Any entity that changes over time may be represented as a time series, and travel demand on a transportation system does vary over time. One problem often encountered in planning and management of transportation networks is the modeling and prediction of a series of temporal events. For example, the number of passengers on a particular vehicle may vary over the course of a day, the number of travelers on the network may vary over the course of a week, the number of travelers at a particular stop may vary over the course of hours, and the like. This problem is generally compounded when variable amounts of data are received for different portions of the network, i.e., one vehicle may have better recording sensors or devices than another, a vehicle may lack recording devices, but stops do, and the like.
Current transportation network planning and management may fail to account for various factors that affect this series of temporal events. For example, weather impacts the number of users of a public transportation system. When it is raining, the number of travelers on the public transportation system may drop, as those with cars will take their personal vehicles to avoid walking or waiting in the rain. Similarly, the time or day or day of the week may also impact demand on segments of the transportation network. For example, the time of day may impact the demand (i.e., rush hour), and the day of the week (i.e., lower travel on weekends) impact any prediction or modeling.
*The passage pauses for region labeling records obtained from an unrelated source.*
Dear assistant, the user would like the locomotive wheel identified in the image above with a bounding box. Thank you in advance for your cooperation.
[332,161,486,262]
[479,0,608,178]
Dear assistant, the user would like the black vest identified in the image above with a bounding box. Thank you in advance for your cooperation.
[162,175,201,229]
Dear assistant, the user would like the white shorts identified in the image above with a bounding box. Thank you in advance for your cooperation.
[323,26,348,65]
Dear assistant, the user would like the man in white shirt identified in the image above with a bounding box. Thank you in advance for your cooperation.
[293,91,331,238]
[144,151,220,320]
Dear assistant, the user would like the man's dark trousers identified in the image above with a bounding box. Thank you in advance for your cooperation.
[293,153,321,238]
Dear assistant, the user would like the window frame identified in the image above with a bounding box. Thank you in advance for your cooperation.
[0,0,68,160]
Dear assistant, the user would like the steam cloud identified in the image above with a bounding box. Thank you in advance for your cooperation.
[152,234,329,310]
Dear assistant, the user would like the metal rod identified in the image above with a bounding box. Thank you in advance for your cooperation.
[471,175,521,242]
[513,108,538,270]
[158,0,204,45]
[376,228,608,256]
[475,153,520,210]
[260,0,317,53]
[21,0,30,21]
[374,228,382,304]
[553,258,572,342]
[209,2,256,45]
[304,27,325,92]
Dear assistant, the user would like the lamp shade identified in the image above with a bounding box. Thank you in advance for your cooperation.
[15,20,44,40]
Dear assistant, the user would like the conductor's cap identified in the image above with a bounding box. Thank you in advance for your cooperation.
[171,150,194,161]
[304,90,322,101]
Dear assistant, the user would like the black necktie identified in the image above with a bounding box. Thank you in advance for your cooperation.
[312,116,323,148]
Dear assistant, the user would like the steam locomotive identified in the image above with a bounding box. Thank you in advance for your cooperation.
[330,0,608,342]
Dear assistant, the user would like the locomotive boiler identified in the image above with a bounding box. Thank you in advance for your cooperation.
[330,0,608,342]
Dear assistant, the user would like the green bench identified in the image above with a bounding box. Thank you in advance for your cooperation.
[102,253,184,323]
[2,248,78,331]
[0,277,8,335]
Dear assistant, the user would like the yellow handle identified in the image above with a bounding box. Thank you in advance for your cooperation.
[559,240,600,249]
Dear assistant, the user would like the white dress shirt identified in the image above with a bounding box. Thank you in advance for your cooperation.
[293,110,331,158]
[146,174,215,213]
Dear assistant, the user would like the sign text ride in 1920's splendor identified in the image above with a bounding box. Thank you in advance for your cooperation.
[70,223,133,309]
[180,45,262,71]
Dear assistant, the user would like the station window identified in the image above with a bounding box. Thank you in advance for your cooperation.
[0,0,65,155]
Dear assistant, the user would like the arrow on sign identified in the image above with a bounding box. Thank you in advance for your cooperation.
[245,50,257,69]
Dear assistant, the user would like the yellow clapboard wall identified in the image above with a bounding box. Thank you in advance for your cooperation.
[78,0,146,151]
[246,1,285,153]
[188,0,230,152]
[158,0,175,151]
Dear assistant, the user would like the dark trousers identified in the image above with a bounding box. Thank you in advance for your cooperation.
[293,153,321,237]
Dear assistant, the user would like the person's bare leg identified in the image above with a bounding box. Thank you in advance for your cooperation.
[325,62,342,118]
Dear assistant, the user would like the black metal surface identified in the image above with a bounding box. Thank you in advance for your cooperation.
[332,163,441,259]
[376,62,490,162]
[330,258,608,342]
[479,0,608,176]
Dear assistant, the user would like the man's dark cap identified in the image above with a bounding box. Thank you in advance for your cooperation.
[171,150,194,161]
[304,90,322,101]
Traffic on the transportation network may also factor in modeling and prediction, as heavy automobile traffic may increase demand on the public transportation network, construction, etc. Such series of temporal events may be related to each other, but current methodologies do not factor this when modeling and predicting demand.
For example, FIGS. 1A-1B depicts three time series representing passenger load at different routes in a particular city. In each series, the number of passengers boarding public vehicles during a certain period of time is shown over the course of a day and then over the course of a week. As depicted in FIG. 1A, each route varies over the course of a day, and as depicted in FIG. 1B, each route varies over the course of a week. In conventional planning and management, each of these entities are modeled differently, i.e., different tasks must be performed.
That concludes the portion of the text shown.